За моей спиной распахивается и оглушительно хлопает тяжелая деревянная дверь парадной. Мои пальцы предательски вздрагивают и стремительно нажимают кнопку Пуск. Объектив успевает поймать лишь испуганный кусочек косого солнца. Я знаю, что идеальный снимок опять не сложился.

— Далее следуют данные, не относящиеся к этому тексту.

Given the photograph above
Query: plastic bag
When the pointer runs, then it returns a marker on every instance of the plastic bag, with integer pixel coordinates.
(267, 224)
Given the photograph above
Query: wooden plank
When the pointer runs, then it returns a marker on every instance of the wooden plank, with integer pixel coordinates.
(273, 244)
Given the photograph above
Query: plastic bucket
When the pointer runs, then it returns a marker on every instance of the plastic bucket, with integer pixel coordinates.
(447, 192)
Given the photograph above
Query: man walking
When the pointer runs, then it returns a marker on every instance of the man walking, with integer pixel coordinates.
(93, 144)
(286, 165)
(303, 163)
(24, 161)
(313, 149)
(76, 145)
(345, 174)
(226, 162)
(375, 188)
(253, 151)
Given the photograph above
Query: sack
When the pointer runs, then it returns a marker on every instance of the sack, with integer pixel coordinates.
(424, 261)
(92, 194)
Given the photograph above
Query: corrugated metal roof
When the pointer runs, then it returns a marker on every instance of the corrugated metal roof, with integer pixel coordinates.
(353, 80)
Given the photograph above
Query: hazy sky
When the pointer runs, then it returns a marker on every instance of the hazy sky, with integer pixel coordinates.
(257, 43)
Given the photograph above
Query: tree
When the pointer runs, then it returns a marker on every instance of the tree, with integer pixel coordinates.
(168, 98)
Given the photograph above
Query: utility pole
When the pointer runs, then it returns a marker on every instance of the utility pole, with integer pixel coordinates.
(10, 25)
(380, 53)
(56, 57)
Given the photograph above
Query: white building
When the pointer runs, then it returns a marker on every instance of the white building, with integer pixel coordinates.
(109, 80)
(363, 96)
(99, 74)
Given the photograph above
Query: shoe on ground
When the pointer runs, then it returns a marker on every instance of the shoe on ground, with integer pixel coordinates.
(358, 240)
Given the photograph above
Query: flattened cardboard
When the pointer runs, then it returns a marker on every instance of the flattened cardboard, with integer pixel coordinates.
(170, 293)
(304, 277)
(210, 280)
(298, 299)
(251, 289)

На крыльце старого дома возникает дядя Гриша. В руках у него табурет, на голове панама. Табурет тяжелый, деревянный, весь в наплывах застывшей синей краски. Панама белая, с пришпиленным булавкой, линялым красным бантиком. Панамка дяде Грише мала, она досталась ему от внучки. Из- под панамы, прямо на грудь, ниспадают загорелые ампельные щеки дяди Гриши. Голова его напоминает грушу. Испещренную розоватыми прожилками, сочную осеннюю грушу. Дюшес в панамке, называю я про себя дядю Гришу.

Дядя Гриша со мной не здоровается. Он грузно присаживается на древний табурет, шумно вздыхает и продолжает давно начатую беседу.

- Знаешь, деточка, я очень недоволен Мишей. Наш Миша так мало зарабатывает. Так мало. Мама тоже была бы им недовольна,- свистит у меня за спиной его одышливый голос.

- На хлеб с маслом хватает и хорошо,- мямлю я, и снова пытаюсь поймать ускользающий солнечный луч.

- Ну, если это хлеб и если это масло… - горестно недоумевает дядя Гриша.

- Папа, да идите Вы уже в тень, папа! Папа, Вы мешаете девушке фотографировать помойку!- Кричит из окна толстенький улыбчивый Мишаня. Звук его голоса прыгает от стены к стене, рассыпается звонким эхом, проникает сквозь стены. В ту же секунду распахиваются окна старых дворовых кухонь. Солнечные зайцы радостно мельтешат по рыжим потолкам , прыгают по белым дверкам кухонных гарнитуров. Меня обдает запахом жареных рыб, свиных котлет, селедочных форшмаков , куриных бульонов.

- И чего эти туристы так любят нашу помойку?!- хохочет в окно мелко завитая рыжая красотка.

- Своей нет, вот и любят,- стряхивает за окно пепел суровый похмельный мужик.

На мраморном крыльце парадной появляется Миша.

- Папа, да идите Вы в тень! Папа, срочно идите в тень, я кому сказал!

Мишка перетаскивает синий табурет в заросший папоротником и шиповником палисад. Дядя Гриша шаркает парусиновыми туфлями по щербатому асфальту и царственно усаживается на установленный в в центре цветника табурет. Когда-то во дворе был сквер. Еще сохранились остатки полуразрушенных каменных скамеек и постаменты исчевнувших скультур. На мраморных подставках давно уже нет нимф и фавнов. На них восседают и греются на солнце толстые пушистые коты. Это мои идеальные модели. Они послушно разевают рты, беспрекословно демонстрируют анфас и профиль, благодарно ластятся и грациозно изгибают шеи.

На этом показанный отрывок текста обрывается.